Another common mistake homeowners make when installing fences is not burying the fence posts deep enough. It is easy to understand the temptation to keep those post holes shallow – digging them is hard work, especially if you are doing it by hand. Even so, without deeply set posts even the fanciest fence will soon start to sag.

If you want your fence to last, you need to place the posts at least two feet in the ground, ensuring that you get below the frost line which can vary by location. Often, 30 inches is the average. Also the fence height has some determination as to how deep to dig, a 6 foot fence usually will be dug 36 inches deep. The frost line, also known as frost depth or freezing depth is the depth to which the groundwater in soil is expected to freeze. If you are doing the work yourself, renting a gas-powered post hole digger will be a great investment. Even better, consider hiring a fencing contractor to dig those post holes for you and put up the fence as well.

If you do decide to dig the post holes yourself, be sure that the posts are anchored by a layer of gravel and concrete to hold it in place. The layer of concrete and gravel should be flush with the ground, as this will provide extra stability and improve the overall appearance of the fencing.

Plan Ahead – Visualize and Note The Lay Of The Land

Some homeowners also fail to take the lay of the land into account when planning a fencing project. This can be a big mistake, since different kinds of landscapes can have vastly different fencing requirements.

For instance, if a section of your back yard is on an incline, you will need a special kind of fence to provide stability to that section and anchor the surrounding fence line. A standard straight panel may be fine for the rest of the back yard, but using a specialized panel for the incline part will make the entire fence more stable and help it last longer.

Don’t Get Fined! Know Your Restrictions

Last but not least, some homeowners make a big mistake when installing a new fence – one that can come back to haunt them and cost them thousands of dollars in expenses, fines and penalties. Those homeowners forget to do something very important and end up paying a high price for their oversight.

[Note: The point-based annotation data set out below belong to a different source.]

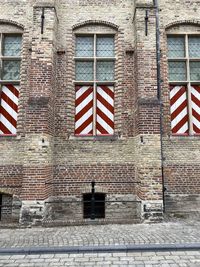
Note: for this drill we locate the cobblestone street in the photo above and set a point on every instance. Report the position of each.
(165, 233)
(187, 234)
(144, 259)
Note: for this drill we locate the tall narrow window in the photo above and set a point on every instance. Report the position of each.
(10, 59)
(184, 79)
(94, 67)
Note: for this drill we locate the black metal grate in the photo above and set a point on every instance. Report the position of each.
(99, 205)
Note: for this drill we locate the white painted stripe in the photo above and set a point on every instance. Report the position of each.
(10, 95)
(9, 109)
(7, 124)
(105, 96)
(105, 125)
(195, 93)
(196, 108)
(174, 91)
(84, 103)
(84, 118)
(87, 129)
(81, 91)
(196, 122)
(179, 117)
(105, 110)
(178, 103)
(183, 129)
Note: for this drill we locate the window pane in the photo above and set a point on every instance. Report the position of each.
(84, 47)
(84, 71)
(177, 71)
(11, 70)
(176, 47)
(195, 71)
(194, 46)
(12, 46)
(105, 71)
(105, 46)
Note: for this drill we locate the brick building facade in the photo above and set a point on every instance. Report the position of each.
(87, 99)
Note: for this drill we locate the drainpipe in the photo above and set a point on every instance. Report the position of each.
(158, 56)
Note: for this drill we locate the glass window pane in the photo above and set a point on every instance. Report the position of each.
(177, 71)
(195, 71)
(12, 46)
(176, 47)
(194, 46)
(105, 46)
(11, 70)
(84, 46)
(105, 71)
(84, 71)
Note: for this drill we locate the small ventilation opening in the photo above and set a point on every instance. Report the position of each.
(99, 205)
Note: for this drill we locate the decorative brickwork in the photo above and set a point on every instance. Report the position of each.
(45, 164)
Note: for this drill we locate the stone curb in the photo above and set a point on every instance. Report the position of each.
(101, 249)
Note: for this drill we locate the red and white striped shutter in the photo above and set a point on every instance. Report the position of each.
(195, 96)
(179, 110)
(9, 109)
(84, 110)
(105, 110)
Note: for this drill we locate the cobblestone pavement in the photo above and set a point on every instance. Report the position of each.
(137, 234)
(165, 233)
(144, 259)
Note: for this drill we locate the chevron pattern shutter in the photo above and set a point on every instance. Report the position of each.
(105, 110)
(179, 110)
(195, 96)
(84, 110)
(9, 109)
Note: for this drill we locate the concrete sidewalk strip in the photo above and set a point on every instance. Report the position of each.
(100, 249)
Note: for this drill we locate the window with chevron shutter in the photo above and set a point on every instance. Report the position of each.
(10, 59)
(184, 79)
(94, 89)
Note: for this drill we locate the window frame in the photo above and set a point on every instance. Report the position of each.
(7, 58)
(188, 82)
(95, 83)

Whether you live in the city, the suburbs or a more rural area, chances are your municipality places certain restrictions on what kind of fencing you can build and what kind of permit you need to build it. Depending on where you live, there may be restrictions on the height of the fence you plan to erect, the types of materials you can use to build it and how far from the road it must be.

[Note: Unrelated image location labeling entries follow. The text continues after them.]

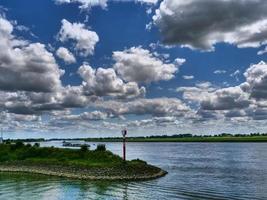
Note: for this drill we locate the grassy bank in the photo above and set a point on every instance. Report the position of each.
(73, 163)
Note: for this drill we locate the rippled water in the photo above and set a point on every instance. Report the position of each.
(196, 171)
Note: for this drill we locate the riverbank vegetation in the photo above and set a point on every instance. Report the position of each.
(74, 163)
(224, 137)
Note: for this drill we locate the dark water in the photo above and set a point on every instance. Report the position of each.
(196, 171)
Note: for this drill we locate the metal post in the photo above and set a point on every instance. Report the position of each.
(124, 133)
(124, 148)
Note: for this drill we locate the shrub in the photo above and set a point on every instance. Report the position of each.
(19, 144)
(28, 145)
(84, 148)
(101, 147)
(36, 144)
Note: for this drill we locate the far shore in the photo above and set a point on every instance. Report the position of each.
(225, 137)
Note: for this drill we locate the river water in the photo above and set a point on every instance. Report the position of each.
(196, 171)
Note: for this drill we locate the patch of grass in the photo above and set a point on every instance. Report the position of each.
(79, 157)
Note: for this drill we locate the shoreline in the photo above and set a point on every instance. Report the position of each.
(81, 175)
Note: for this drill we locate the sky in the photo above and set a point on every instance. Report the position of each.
(90, 68)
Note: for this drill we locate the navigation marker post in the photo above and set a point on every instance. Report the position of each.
(124, 133)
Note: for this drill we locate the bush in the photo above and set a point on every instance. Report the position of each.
(18, 144)
(101, 147)
(28, 145)
(84, 148)
(36, 144)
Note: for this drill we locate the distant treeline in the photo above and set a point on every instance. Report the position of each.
(152, 137)
(188, 135)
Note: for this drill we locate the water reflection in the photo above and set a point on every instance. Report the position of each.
(196, 171)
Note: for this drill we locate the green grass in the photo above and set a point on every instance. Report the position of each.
(76, 163)
(57, 156)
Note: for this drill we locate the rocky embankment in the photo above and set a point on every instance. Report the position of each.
(122, 172)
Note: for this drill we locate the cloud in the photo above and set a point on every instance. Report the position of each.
(202, 24)
(256, 80)
(105, 82)
(219, 72)
(196, 93)
(188, 77)
(85, 4)
(141, 66)
(264, 51)
(84, 39)
(65, 55)
(26, 66)
(85, 116)
(155, 107)
(88, 4)
(226, 99)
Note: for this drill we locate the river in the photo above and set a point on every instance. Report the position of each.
(196, 171)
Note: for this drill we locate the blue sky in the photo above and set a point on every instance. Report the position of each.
(82, 68)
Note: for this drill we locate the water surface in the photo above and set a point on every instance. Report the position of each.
(196, 171)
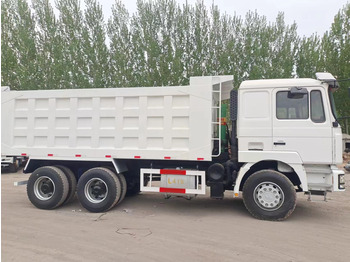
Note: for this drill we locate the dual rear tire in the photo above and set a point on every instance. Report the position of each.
(98, 189)
(269, 195)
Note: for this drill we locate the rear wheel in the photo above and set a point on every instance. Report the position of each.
(47, 187)
(99, 189)
(72, 182)
(269, 195)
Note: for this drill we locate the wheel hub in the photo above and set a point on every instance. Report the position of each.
(268, 196)
(96, 190)
(46, 188)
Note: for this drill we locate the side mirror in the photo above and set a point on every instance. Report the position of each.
(297, 92)
(233, 104)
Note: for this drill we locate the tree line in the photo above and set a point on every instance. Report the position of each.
(162, 43)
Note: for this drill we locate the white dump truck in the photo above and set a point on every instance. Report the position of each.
(282, 137)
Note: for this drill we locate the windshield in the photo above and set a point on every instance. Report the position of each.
(331, 100)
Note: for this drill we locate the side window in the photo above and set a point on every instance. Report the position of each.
(317, 110)
(292, 107)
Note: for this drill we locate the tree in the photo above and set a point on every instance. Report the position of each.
(94, 46)
(339, 51)
(19, 46)
(49, 45)
(74, 67)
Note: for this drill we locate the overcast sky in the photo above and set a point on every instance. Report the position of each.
(311, 16)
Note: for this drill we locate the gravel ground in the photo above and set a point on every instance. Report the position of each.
(148, 227)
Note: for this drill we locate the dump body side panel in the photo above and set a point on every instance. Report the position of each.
(147, 123)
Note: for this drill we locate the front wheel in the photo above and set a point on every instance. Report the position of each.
(269, 195)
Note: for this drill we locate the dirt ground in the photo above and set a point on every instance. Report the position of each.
(148, 227)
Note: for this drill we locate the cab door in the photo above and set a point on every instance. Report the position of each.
(301, 125)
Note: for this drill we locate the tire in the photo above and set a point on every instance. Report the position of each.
(47, 187)
(72, 182)
(124, 187)
(133, 187)
(13, 167)
(269, 195)
(99, 190)
(122, 181)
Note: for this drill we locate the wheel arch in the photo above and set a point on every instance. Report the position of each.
(294, 172)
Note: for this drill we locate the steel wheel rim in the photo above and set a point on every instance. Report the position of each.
(44, 188)
(96, 190)
(268, 196)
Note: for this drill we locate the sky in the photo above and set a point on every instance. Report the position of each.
(311, 16)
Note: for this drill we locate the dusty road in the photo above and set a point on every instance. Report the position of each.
(148, 227)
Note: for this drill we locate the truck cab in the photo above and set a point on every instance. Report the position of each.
(291, 125)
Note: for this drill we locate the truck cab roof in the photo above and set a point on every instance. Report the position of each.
(275, 83)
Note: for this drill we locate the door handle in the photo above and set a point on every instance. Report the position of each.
(279, 143)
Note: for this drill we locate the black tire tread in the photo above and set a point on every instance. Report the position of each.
(115, 181)
(72, 182)
(63, 181)
(289, 186)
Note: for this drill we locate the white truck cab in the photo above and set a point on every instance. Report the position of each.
(293, 122)
(283, 138)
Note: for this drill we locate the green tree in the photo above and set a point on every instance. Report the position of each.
(19, 46)
(71, 22)
(94, 46)
(49, 45)
(120, 48)
(8, 55)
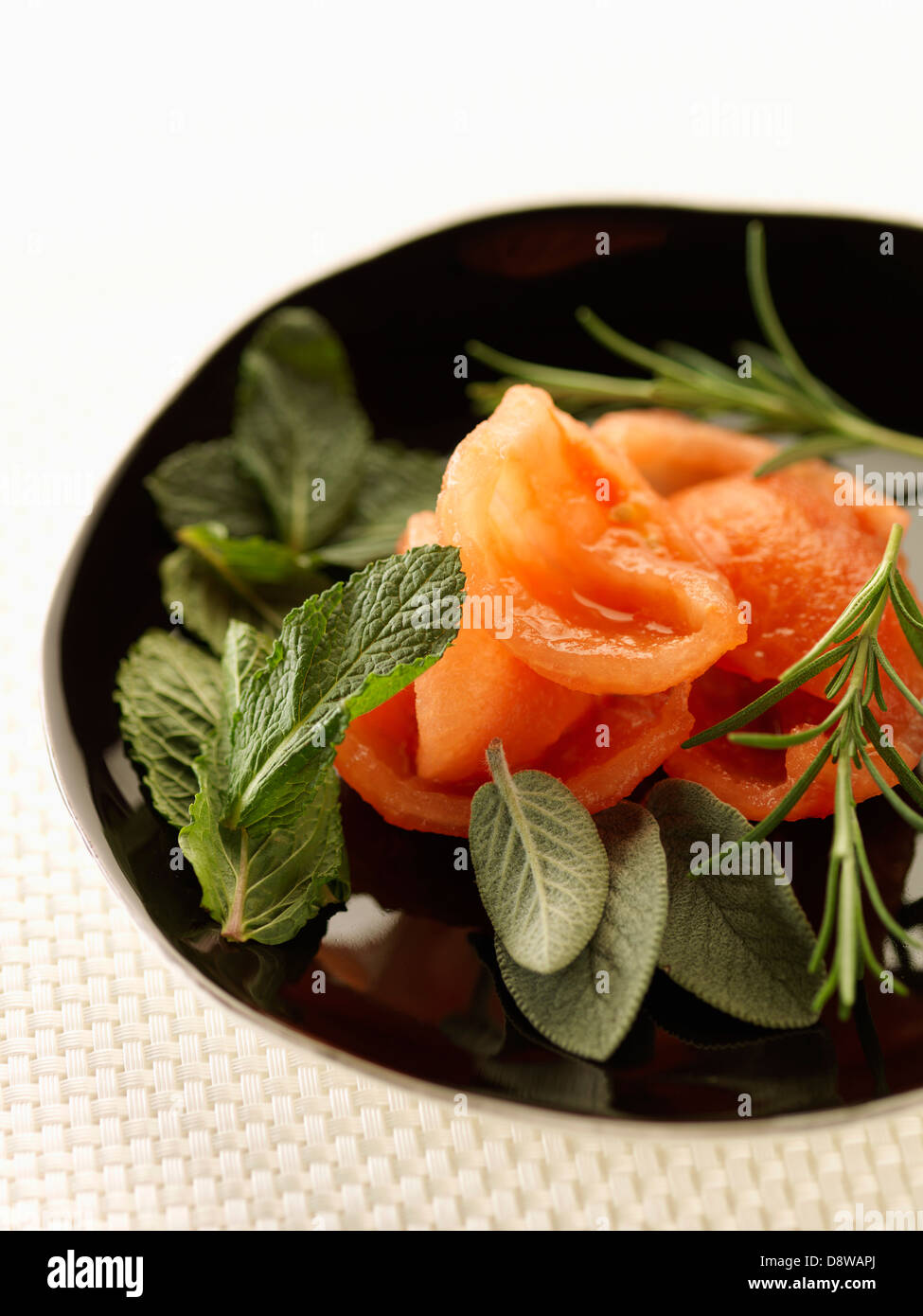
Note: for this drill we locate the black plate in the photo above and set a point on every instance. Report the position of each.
(407, 971)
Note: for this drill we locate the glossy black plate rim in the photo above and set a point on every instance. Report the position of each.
(73, 780)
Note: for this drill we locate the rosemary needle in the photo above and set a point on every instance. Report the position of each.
(852, 647)
(780, 395)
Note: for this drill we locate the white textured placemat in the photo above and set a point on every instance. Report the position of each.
(128, 1099)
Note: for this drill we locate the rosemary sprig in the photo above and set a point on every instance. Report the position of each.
(780, 397)
(849, 733)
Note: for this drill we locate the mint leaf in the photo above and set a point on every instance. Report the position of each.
(588, 1007)
(209, 594)
(740, 942)
(170, 698)
(204, 482)
(398, 482)
(299, 429)
(265, 888)
(250, 560)
(262, 883)
(339, 655)
(540, 864)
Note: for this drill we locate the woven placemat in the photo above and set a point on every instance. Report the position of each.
(128, 1099)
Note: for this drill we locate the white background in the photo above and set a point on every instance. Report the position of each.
(165, 169)
(168, 169)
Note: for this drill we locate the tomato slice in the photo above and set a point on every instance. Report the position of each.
(673, 451)
(609, 593)
(754, 780)
(420, 756)
(479, 690)
(602, 756)
(797, 559)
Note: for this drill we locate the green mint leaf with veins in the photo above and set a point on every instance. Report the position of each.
(299, 429)
(261, 883)
(588, 1007)
(540, 864)
(208, 577)
(339, 655)
(204, 482)
(397, 483)
(169, 692)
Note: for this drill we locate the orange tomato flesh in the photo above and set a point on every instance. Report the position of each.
(609, 593)
(420, 756)
(618, 603)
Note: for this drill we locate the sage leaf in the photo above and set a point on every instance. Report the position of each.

get your permitsFurther, we would strongly urge homeowners to check with their local HOA (Home Owners Association) as well. Some of the time an HOA can be more strict then the local town or city ordinances, as far as style and height restrictions. HOA’s can even put liens on homeowners homes who are not compliant.

Before you drive your first post hole into the ground or pick up your first board, you need to do your homework and find out what restrictions, if any, apply in your area. You may also need to supply a drawing of the proposed fence and its location and obtain a building permit before the work can begin.

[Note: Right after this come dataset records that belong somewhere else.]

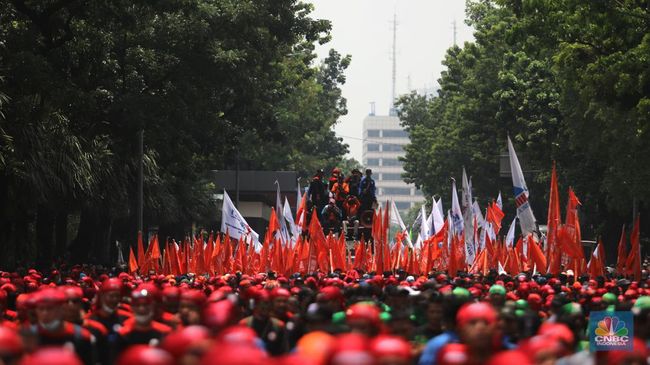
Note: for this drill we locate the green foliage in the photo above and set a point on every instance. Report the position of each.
(209, 82)
(567, 80)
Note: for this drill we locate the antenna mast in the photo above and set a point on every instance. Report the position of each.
(392, 110)
(454, 26)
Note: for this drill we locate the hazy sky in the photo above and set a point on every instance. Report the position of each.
(363, 29)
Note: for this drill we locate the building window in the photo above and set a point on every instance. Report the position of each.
(397, 133)
(373, 133)
(391, 147)
(397, 191)
(372, 147)
(391, 177)
(391, 162)
(372, 162)
(403, 205)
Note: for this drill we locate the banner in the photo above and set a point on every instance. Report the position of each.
(234, 223)
(524, 211)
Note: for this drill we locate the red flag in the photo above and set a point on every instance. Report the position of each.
(621, 254)
(360, 254)
(316, 241)
(133, 263)
(537, 255)
(301, 214)
(553, 250)
(494, 215)
(141, 261)
(595, 265)
(633, 263)
(573, 224)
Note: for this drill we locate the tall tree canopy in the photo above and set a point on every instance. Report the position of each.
(568, 81)
(209, 82)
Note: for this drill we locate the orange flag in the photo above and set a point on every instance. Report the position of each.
(633, 263)
(318, 245)
(133, 263)
(141, 262)
(495, 216)
(553, 251)
(537, 255)
(621, 253)
(360, 254)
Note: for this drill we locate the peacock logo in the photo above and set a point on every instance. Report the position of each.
(611, 326)
(611, 331)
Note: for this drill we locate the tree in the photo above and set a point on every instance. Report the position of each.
(207, 81)
(568, 81)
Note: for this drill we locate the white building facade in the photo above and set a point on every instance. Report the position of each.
(383, 143)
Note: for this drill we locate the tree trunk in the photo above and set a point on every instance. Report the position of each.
(92, 241)
(44, 236)
(61, 235)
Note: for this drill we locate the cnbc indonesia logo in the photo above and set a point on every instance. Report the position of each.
(611, 332)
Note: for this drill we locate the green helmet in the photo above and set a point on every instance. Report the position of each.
(497, 290)
(461, 292)
(642, 303)
(609, 298)
(521, 304)
(572, 309)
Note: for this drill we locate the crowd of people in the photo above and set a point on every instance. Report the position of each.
(84, 314)
(341, 198)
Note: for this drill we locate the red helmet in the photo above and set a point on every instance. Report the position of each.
(453, 354)
(171, 294)
(52, 356)
(11, 345)
(228, 354)
(179, 342)
(50, 296)
(363, 312)
(353, 349)
(219, 315)
(194, 296)
(145, 355)
(480, 310)
(510, 357)
(145, 294)
(111, 284)
(391, 346)
(72, 292)
(238, 335)
(280, 292)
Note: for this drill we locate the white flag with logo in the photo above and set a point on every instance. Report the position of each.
(437, 217)
(288, 216)
(237, 227)
(524, 211)
(283, 233)
(510, 237)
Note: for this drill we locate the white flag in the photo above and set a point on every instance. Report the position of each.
(233, 222)
(295, 231)
(501, 270)
(476, 211)
(510, 237)
(466, 208)
(437, 217)
(283, 233)
(395, 218)
(524, 211)
(457, 226)
(424, 226)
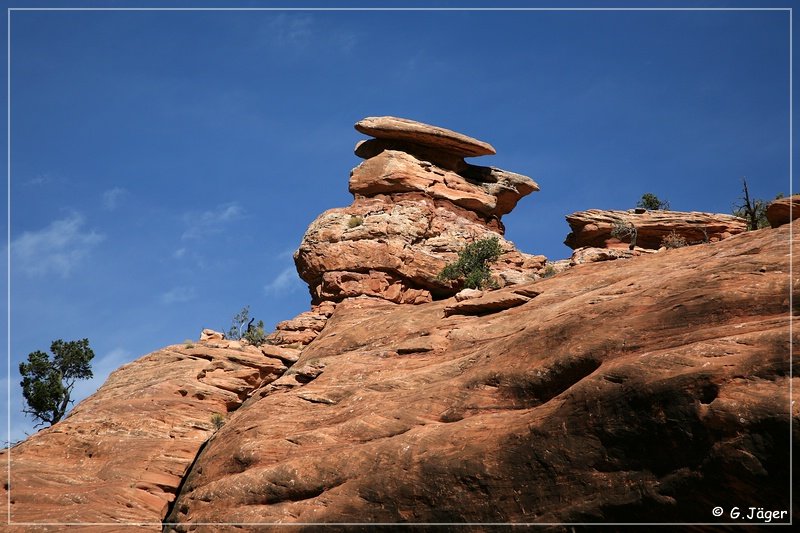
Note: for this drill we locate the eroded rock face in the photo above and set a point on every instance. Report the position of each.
(394, 249)
(417, 204)
(592, 228)
(121, 454)
(645, 390)
(783, 210)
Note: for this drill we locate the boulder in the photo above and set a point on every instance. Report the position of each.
(485, 190)
(211, 335)
(395, 249)
(593, 227)
(401, 129)
(783, 210)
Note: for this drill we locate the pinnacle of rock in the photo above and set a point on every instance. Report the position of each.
(417, 204)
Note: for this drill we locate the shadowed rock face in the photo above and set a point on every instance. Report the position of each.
(121, 454)
(646, 390)
(783, 211)
(593, 227)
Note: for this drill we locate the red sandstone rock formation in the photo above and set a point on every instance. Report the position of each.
(783, 210)
(593, 227)
(649, 390)
(121, 454)
(417, 204)
(646, 390)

No matter where you live or what kind of property you own, the right fencing can make a big difference in your quality of life and the privacy of your family. Whether you need a fence to keep your dogs protected while you are at work, keep your kids safe while they play or keep your backyard barbecues private, it is important to choose the right materials, work with a quality contractor and make sure your proposed project meets local restrictions and requirements.

Doing your homework and learning about the mistakes other homeowners have made is one of the best ways to make sure your own project goes smoothly. Simply knowing where others have gone wrong can help you avoid those same mistakes – saving you time, money and hassle in the process.